In the current National Law Journal, Matthew Huisman reports that lawyers and law firms have donated significantly more money to Democrat President Barack Obama than they have to his Republican challenger, Mitt Romney. According to the records of the Federal Elections Commission, members of the legal profession have contributed $15.4m to Obama during the 2011-12 Presidential cycle while contributing only $6.8 million to Romney. Other Republican presidential aspirants received $2.1m.

The pattern in 2012 is essentially the same as in 2007 and 2008. In that election cycle lawyers contributed $46.5m to Barack Obama and $16.5m to Hilary Clinton, but gave only $10.4m to John McCain.

An earlier study of campaign contributions by law professors at the “Top 20” law schools between 1991 and 2002 conducted by Prof. John McGinnis of Northwestern University showed an equal imbalance. Of professors who donated to presidential candidates, 81% donated exclusively or primarily to Democratic candidates while only 15% donated exclusively or primarily to Republicans. The other 4% divided their donations between the two parties. At 18 of the 20 law schools surveyed Democratic donors predominated. At two (Northwestern and Virginia), the faculty was equally divided between Republicans and Democratic donors.

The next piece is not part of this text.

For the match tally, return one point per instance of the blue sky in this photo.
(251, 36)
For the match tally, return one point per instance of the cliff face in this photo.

A similar survey conducted in 2008 of the faculty donations patterns at 17 law schools found that 93% of money donated by law professors to presidential candidates went to Democratic candidates. At Harvard, Chicago, Michigan, Stanford, Texas, UC-Berkeley and Pennsylvania no law professors donated to Republican candidates. Only at Northwestern did law professor donations to Republican candidates exceed those to Democrats. Vanderbilt, with 43.1%, had the second highest percentage of money donated to Republican candidates. Virginia, which showed up as one of the more Republican law schools in the McGinnis survey ranked 4th of 17 schools in percentage of donations going to Republican candidates, but its percentage was only 22.2%.

According to the Huffington Post’s Fundrace Database, only two Marquette Law professors contributed to presidential candidates in the last election cycle, and they split 50/50 between the parties.